On the American end, the US-India Nuclear deal has been spear-headed by Americans from India or India ancestry: Holtec, privately owned and founded by its India born and educated, President and CEO, Krishna P. Singh [1], is one of the big bad “American” nuclear companies, which will probably benefit from the India-America nuclear deal. Singh also serves on the board of the Nuclear Energy Institute. Holtec International is a global nuclear supplier based in New Jersey, USA; designs and makes parts for nuclear reactors; sells equipment to manage spent nuclear fuel; makes dry cask storage containers for spent fuel. It is also apparently trying to foist an underground modular reactor, SMR-160, a 160 MWe pressurized water reactor (PWR), upon the world. In July 2014, the State of New Jersey gave it a $260 million tax incentive (tax break) to expand operations at the Port of Camden. http://en.wikipedia.org/wiki/Holtec_International An underground nuclear reactor was already tried in Switzerland, melted down and contaminated the cavern and drainage water still has radionuclides.[2]
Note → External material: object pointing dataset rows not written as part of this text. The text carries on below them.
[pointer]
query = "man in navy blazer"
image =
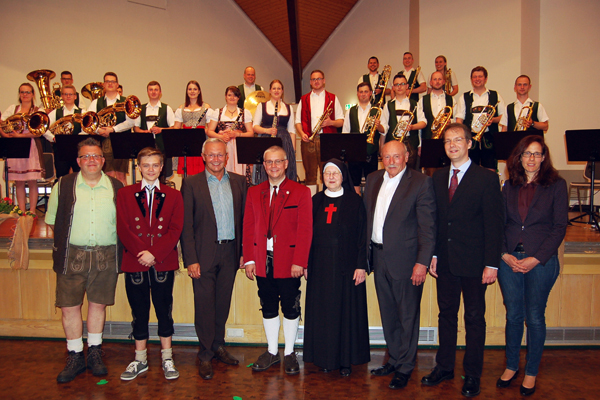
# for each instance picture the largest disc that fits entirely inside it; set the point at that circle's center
(469, 240)
(400, 207)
This is one more piece to this “nuclear deal”, which was apparently brought to America and India by India’s very own. The new US Ambassador to India, Richard Verma, was born in Edmonton, Canada of parents from the Punjab area of India. Moreover, he worked as a Steptoe & Johnson lobbyist for the US-India Business Council to push the “U.S. India Civil Nuclear Agreement and ratification of the 123 Agreement in compliance with the Henry Hyde Act,” along with “US-India Civil Nuclear Agreement’s 123 Bilateral Agreement in 2008.[3] Tejpreet Singh Chopra served as President and CEO of GE India from June 1, 2007, and was on the Board of the US-India Business Council from ca November 2007. A press release from Nov. 25, 2008 announced that the Nuclear Energy Institute was partnering with the US-India Business Council for the “largest trade mission of US commercial nuclear executives ever to visit India“. That just so happens to be the year that Richard Verma was their lobbyist. And, it just so happens that when Verma got appointed Ambassador that this Convention came under discussion again. See more here: https://miningawareness.wordpress.com/2015/01/28/westinghouse-is-japanese-toshiba-not-american-for-16-years/ The CEO and President of GE India, Banmali Agrawala, since April 1, 2013, serves on the US-India Business Council Board.… The construction companies for nuclear reactors will probably be largely local. And, Jindal Steel and Arcelor Mittal (both of India origin) will probably provide the steel. Read the rest and references here: https://miningawareness.wordpress.com/2015/02/04/nuclear-supplier-holtec-notice-of-violation-by-nrc-the-india-us-nuclear-deal/
See also: https://miningawareness.wordpress.com/2015/01/06/india-as-dumping-ground-for-dangerous-discredited-nuclear-technology-the-uk-and-us-are-too/

GE Nuclear is now GE-Hitachi in the US and Hitachi GE in Japan. Westinghouse Nuclear is majority owned by Japan’s Toshiba (87%) with minority stakes owned by Kazatomprom (10%) and Japan’s IHI (3%). https://en.wikipedia.org/wiki/Westinghouse_Electric_Company

Let’s not forget the presence of the Russian and French, mostly State owned, nuclear industry in India.